Document Type

Article

Publication Date

2016

Abstract

The nature of injustice is that we may not always see it in our own times. The generations that wrote and ratified the Bill of Rights and the Fourteenth Amendment did not presume to know the extent of freedom in all of its dimensions, and so they entrusted to future generations a charter protecting the right of all persons to enjoy liberty as we learn its meaning. When new insight reveals discord between the Constitution’s central protections and a received legal stricture, a claim to liberty must be addressed.” -- Obergefell v. Hodges, 135 S. Ct. 2584, 2598 (2015)(emphasis added)

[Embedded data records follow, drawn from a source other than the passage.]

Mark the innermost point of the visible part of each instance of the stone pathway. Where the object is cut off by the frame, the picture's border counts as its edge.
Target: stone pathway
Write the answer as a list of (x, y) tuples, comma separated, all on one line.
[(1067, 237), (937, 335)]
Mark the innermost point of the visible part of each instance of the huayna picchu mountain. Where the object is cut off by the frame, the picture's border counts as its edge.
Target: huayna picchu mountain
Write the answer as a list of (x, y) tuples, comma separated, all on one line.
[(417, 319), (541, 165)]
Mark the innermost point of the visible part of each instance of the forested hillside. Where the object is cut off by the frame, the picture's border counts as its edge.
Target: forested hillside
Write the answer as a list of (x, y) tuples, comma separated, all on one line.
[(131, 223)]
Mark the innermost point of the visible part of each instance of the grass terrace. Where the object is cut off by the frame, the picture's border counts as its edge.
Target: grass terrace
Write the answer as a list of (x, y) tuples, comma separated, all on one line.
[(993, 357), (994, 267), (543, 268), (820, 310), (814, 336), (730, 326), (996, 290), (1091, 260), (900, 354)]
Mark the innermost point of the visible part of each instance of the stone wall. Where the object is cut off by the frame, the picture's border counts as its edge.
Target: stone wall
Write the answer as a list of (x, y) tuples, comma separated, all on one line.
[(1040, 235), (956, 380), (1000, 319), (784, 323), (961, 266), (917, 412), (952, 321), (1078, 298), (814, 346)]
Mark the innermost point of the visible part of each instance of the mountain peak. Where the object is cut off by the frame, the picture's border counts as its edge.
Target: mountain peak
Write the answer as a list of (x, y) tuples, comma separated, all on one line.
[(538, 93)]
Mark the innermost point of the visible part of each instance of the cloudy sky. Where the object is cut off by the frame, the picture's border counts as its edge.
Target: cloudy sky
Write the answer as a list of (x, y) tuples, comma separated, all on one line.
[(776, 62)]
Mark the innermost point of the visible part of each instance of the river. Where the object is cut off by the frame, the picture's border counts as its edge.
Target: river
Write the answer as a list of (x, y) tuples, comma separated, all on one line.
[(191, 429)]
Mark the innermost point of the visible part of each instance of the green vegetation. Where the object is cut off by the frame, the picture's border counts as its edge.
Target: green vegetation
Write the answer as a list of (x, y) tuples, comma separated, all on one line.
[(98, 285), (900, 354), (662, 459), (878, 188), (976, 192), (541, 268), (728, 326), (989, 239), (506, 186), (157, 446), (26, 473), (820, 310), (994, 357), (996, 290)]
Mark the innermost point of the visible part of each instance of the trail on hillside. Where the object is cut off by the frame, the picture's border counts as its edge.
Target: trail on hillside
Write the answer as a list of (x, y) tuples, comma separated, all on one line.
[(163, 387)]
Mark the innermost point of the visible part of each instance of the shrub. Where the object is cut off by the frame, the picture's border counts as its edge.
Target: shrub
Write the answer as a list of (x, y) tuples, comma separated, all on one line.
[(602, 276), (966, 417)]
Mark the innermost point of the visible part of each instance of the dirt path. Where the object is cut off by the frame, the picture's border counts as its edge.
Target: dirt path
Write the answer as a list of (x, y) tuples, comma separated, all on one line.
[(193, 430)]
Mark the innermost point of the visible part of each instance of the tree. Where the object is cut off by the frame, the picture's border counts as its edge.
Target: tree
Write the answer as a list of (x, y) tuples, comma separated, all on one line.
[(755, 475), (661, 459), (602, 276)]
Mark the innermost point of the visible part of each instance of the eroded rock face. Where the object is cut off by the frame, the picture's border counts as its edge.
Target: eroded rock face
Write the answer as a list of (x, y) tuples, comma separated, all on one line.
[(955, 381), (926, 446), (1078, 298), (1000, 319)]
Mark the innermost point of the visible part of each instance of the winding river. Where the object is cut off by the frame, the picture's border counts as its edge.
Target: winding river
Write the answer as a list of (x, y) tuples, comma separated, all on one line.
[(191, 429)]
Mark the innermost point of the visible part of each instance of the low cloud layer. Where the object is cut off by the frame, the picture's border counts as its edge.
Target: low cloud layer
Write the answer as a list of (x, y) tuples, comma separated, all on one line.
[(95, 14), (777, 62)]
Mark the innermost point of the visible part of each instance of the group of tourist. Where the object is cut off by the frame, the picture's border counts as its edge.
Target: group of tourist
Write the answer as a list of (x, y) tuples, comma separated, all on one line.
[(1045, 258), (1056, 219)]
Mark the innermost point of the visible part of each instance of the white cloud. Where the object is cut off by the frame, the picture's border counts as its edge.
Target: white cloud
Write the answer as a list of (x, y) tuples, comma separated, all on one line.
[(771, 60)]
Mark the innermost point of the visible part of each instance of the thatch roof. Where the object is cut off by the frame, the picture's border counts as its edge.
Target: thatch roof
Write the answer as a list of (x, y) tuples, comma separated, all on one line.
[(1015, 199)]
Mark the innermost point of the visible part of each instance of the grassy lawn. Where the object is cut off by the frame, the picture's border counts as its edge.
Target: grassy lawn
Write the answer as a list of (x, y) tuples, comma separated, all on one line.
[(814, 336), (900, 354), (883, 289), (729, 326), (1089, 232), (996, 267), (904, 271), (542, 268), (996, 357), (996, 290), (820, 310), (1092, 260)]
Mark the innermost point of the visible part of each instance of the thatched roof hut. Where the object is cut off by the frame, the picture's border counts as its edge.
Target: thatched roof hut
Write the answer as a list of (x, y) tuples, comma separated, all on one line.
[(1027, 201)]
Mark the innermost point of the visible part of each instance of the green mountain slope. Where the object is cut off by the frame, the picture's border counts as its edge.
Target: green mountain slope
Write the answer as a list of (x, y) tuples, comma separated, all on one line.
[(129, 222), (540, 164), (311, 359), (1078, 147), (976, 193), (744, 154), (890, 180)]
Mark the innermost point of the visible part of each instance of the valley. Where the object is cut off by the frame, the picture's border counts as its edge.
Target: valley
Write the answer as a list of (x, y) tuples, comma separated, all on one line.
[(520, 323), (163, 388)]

The Supreme Court described a troubling “discord between the Constitution’s central protections and a received legal stricture” in its 2015 decision in Obergefell v. Hodges. Its decision in Obergefell resolved that discord in the context of the right to same-sex marriage. Unfortunately, that same discord remains in the context of marriages and other intimate relationships fraught with domestic violence because police protection for victims in these relationships is still not recognized as a due process interest. The Supreme Court faced this issue in its 2005 decision Town of Castle Rock v. Gonzales, but it declined to recognize due process property rights for domestic violence victims based on police inaction. The right to police protection, as Justice Kennedy explains in Obergefell, is a right inextricably linked with the other fundamental rights protected by the Due Process Clause of the Fourteenth Amendment. Freedom from domestic violence is a fundamental human right, and the Supreme Court should recognize it as an aspect of due process liberty, just as it does the right to marry. The due process analysis in Obergefell enables the Supreme Court to overturn its decision in Castle Rock.